Jian Hu, The First Affiliated Hospital, Zhejiang University School of Medicine

This study aimed to evaluate the long-term efficacy and safety of adjuvant aumolertinib in postoperative patients. A total of 215 patients who underwent radical lung cancer surgery with EGFR-sensitizing mutations from four different medical centers were enrolled and received aumolertinib 110 mg daily, the medication time (6 months-36 months) depended on the pathological stage and physical conditions. The DFS, safety and tolerability were evaluated. All patients were followed for at least 6 months, 40 patients have been followed up for over 2 years, and 110 patients have been followed for over 1 year. At data cutoff, only one patient had bone metastasis, and no patient presented with CNS metastasis. 2-year DFS was 99%. 69 patients (69/215, 32.1%) experienced drug-related adverse reactions, and there were no grade ≥3 adverse events occurred.

80TiP - High-dose Aumolertinib Versus Osimertinib in EGFR T790M+ NSCLC Patients With Brain Metastases (ATTACK)

Shun Lu, Shanghai Chest Hospital, Shanghai JiaoTong University

ATTACK (NCT04870190) is a multicenter, open-label, randomized, controlled trial  to evaluate the efficacy and safety of aumolertinib compared with osimertinib in EGFR T790M+ NSCLC patients with brain metastases. Approximately 232 patients will be randomized (1:1) to receive either 165 mg aumolertinib or 80 mg osimertinib, administered once daily orally, stratified by the type of EGFR mutation (Ex19del or L858R). Treatment continues in 21-day cycles until disease progression, withdrawal of consent, the development of unacceptable side effects, or the fulfillment of other discontinuation criteria. The primary endpoint is iPFS. Secondary endpoints include PFS, objective response rate (ORR), disease control rate (DCR), iORR, intracranial DCR (iDCR), overall survival (OS), and safety. The first patient had been enrolled in November 2022.

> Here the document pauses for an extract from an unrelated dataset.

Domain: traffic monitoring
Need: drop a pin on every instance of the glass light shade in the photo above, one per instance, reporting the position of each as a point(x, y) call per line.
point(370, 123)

104TiP - MRD Evaluation of Aumolertinib in EGFR Mutation-positive stage IB and stage IA2-3 NSCLC After Complete Surgical Resection: A Multicenter, Open-lable, Single-arm Study (ASSIST)

Chao Cheng, The First Affiliated Hospital of Sun Yat-sen University

The ASSIST (ChiCTR2200063184) study is designed to assess the efficacy and safety of aumolertinib as adjuvant therapy in pts with EGFR-mutant stage IB and stage IA2-3 NSCLC according to minimal residual disease (MRD) detection. Approximately 130 patients will receive aumolertinib 110 mg orally once daily until disease progression or complete the overall treatment for 3 years. Stratified by the results of two postoperative MRD detections. Patients will receive aumolertinib as adjuvant therapy regardless of whether MRD was positive or negative. Plasma samples will be collected at week 12 and 24 after surgery and every 24 weeks at each follow-up time to evaluate MRD status. The primary endpoint is DFS rate at 3 years. Secondary endpoints include DFS rate at 4 and 5 years, OS and safety. The first patient in (FPI) was in July 2022, and the estimated study completion date is Q3 2024.